“Walking for pure joy sort of snuck up on me.” Thus started my first post for Granite State Walker, seven years ago this week. I’ve been feeling the joy ever since, and I don’t expect it’ll ever wear off.
I thought seven years ago (and still think) that the mighty White Mountains were getting plenty of coverage, while the recreational opportunities in other parts of the state were not much appreciated. I want people to know how much beauty is here. I’ll keep wearing out shoes on the rail trails and in the state parks and on the occasional peaks. Thanks for following me.

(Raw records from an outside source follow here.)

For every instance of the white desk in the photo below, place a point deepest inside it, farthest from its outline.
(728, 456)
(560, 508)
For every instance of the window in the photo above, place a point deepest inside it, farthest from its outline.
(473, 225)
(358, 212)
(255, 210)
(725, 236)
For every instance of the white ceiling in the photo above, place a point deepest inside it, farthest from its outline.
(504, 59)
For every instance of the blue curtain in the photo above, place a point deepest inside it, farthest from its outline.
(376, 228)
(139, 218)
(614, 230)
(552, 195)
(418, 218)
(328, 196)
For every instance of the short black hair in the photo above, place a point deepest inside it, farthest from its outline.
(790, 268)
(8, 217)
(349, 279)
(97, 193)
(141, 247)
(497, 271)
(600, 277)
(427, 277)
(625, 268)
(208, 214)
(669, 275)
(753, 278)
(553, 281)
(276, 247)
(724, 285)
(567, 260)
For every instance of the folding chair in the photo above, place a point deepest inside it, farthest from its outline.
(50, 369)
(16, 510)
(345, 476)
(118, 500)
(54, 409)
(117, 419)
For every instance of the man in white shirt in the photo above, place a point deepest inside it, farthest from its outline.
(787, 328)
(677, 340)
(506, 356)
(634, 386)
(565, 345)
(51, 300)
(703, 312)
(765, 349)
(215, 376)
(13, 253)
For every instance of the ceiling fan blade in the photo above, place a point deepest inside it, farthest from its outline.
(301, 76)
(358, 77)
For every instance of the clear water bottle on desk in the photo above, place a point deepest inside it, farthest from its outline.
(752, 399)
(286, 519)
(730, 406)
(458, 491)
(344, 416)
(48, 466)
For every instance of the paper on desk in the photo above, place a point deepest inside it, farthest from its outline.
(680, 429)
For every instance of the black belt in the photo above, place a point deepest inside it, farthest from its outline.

I’ve written before about Windblown cross-country ski area in New Ipswich, New Hampshire, one of my favorite snowshoeing spots. Five years ago (already!) next month, it took a hard hit from an epic ice storm. Last weekend, owner Al Jenks teamed up with Ben Haubrick of the Harris Center for a guided hike along Windblown’s trails to show how the area has recovered. What seemed catastrophic back in ’08 has given way to a ski area that’s busier than ever amid a well-managed forest. Normally, with the exception of the portion of the Wapack Trail that runs through the property, hiking on Windblown’s trails in the off-season is a no-no. It was interesting to follow Al and Ben the other day on paths that I know better when they’re snow-covered. The texture of the bare ground – as bare as it could be, considering the fallen leaves – was lumpy and bumpy. Bits of ledge protruded here and there along with tree roots and little mounds of grass. Packed snow, when it’s there, hides all that texture. The whole area has taken on a different look since the storm, with the loss of many oaks and maples leading to more open views. Al pointed out a few of the 800 pines recently planted to serve eventually as windbreaks, now that a lot of large damaged trees have been cut down. He noted that after five years, cleanup from the storm is “almost over.” His forest-management decisions are once again focused on the future, which is the way he likes it after owning the land for 40 years.